As the centenary of his birth approaches, Steve Arnott celebrates the life and work of one of the world’s most famous science fiction writers, scientist and futurist, Arthur C. Clarke.

 

On March 19 2008, the day Arthur C. Clarke died in his adopted homeland of Sri Lanka, the NASA satellite Swift observed four gamma ray bursts from distant corners of our universe. These bursts were the signatures of super massive stars dying and going supernova, millions and billions of years ago, whose echoes, travelling at the speed of light, all reached our tiny world in that one day.  Never before had Swift observed four such supernovae within a twenty four hour period.

It is typical and telling of the intellectual legacy left by Clarke that his foundation website describes the event as ‘a cosmic coincidence’. All of Clarke’s work, in science and in fiction, is permeated with a sense of wonder, possibility and ‘magic’ about the reach of science and technology, about the vastness of the universe and humankind’s place in it, that has nothing to do with irrationality or superstition, but everything to do with understanding and the struggle for understanding.

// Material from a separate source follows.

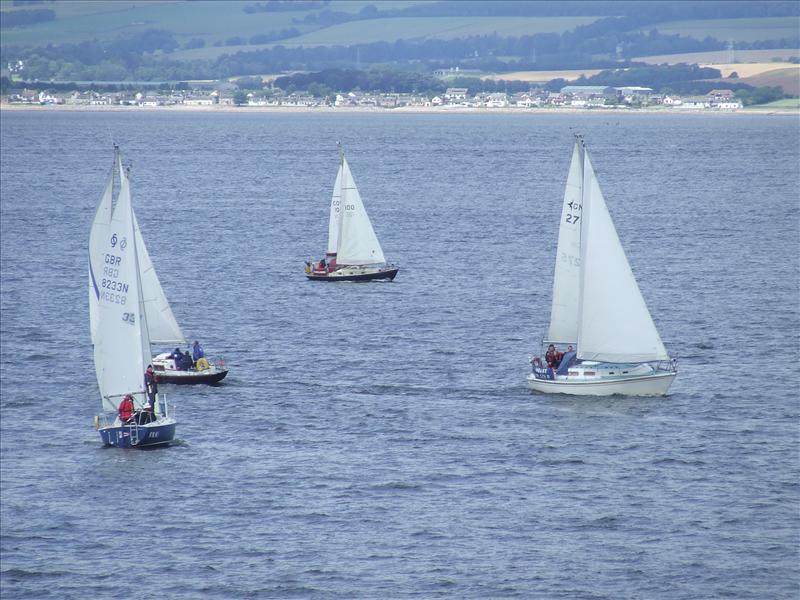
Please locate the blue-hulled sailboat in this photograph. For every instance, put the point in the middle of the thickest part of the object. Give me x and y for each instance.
(119, 326)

Arthur Clarke would have found only wry amusement at the gullibility of the human psyche that sees horoscopes published and read in almost every daily newspaper, and at astrology’s claim that the movement of celestial bodies affects the personal paths of our daily lives. But he would have derived a deep sense of joy from the undisputed scientific fact that every single one of us, and everything around us, is composed of elements – atoms – generated by precisely such cosmic explosions as the March 19 supernovae in the deep past. Forget medieval cosmologies of angels and demons. The simple truth is much more fantastical and satisfying. We are all made of stars, and in the last and ultimate analysis, we all go back to the stars.

About six weeks prior to Clarke’s passing, and half a world away, on a cold early February evening in Inverness, I found myself thinking about his scientific legacy in quite a profound way.  I was watching the New York Giants quite unforgettable humbling of the ‘unstoppable’ New England Patriots in last season’s Super Bowl (American Football, erroneously described as rugby with padding, correctly described as ‘violent chess with men’ is one of my guilty pleasures). Suddenly I found myself thinking that when I was a young boy growing up the idea of watching such a thing live in your front room would have seemed like science fiction, as would mobile telephones that could send pictures and music instantly across the face of the planet, or sat nav, with its voice from nowhere giving us directions as we drive.

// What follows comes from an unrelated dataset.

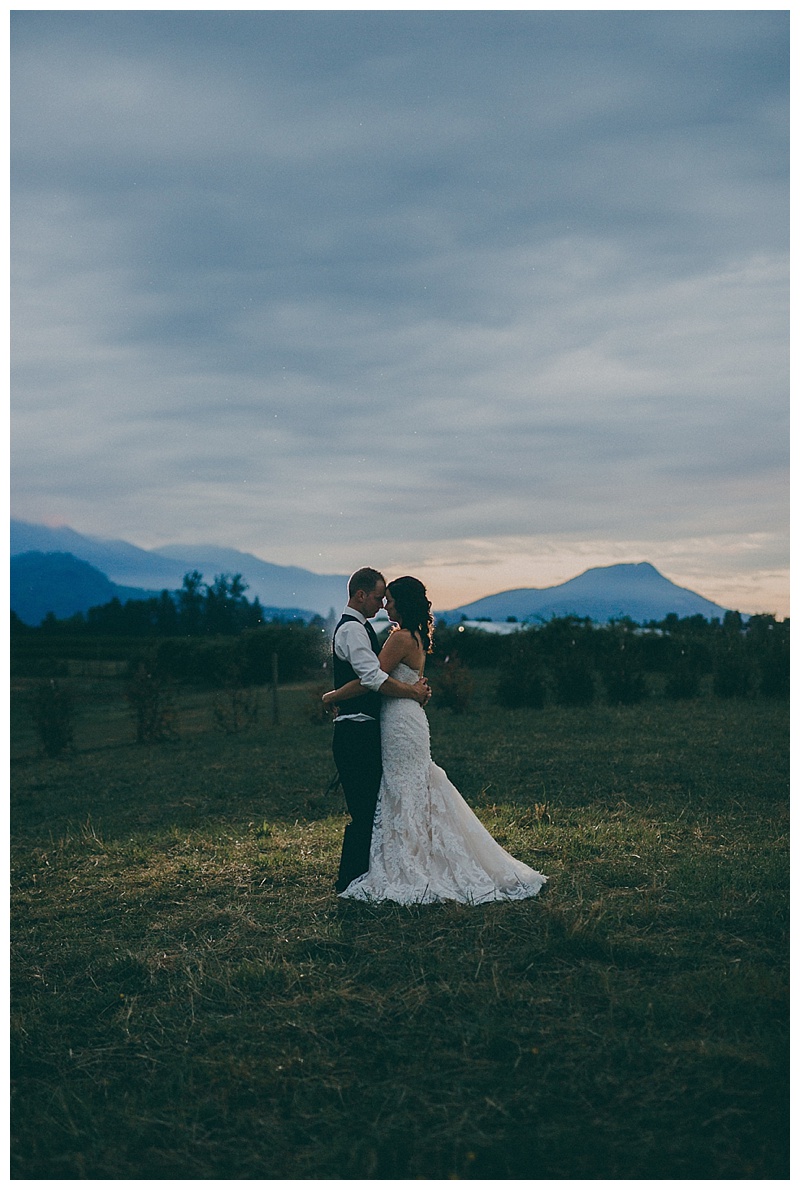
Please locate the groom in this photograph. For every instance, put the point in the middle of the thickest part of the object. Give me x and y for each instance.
(357, 732)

All of these things are dependent on relays of geostationary satellites orbiting the earth. ‘Geostationary’ means that the satellite orbits the earth at the same rate and direction of the planet’s spin, so that it is always above a fixed point.

Such satellites in relay were first proposed in 1945 by Arthur Clarke in a paper to Wireless World called Extra-Terrestrial Relays – Can Rocket Stations give world wide radio coverage?  Clarke never claimed sole authorship of the idea, and it probably would have happened anyway, but Clarke’s contribution in describing and popularising the concept, and in discussing the powerful positive possibilities for world-wide communication and information transfer, and consequently the possibility for increased human understanding in a world emerging from the second world war and entering the cold war, was a vital one.  So much so that geostationary orbits are known as Clarke orbits in his honour.

 

So what, the socialist cynic might say.  We ended up with Rupert Murdoch’s world domination and 500 channels of shit to choose from.  But the technology and its positive possibilities will still remain long after capitalism as a social power becomes history.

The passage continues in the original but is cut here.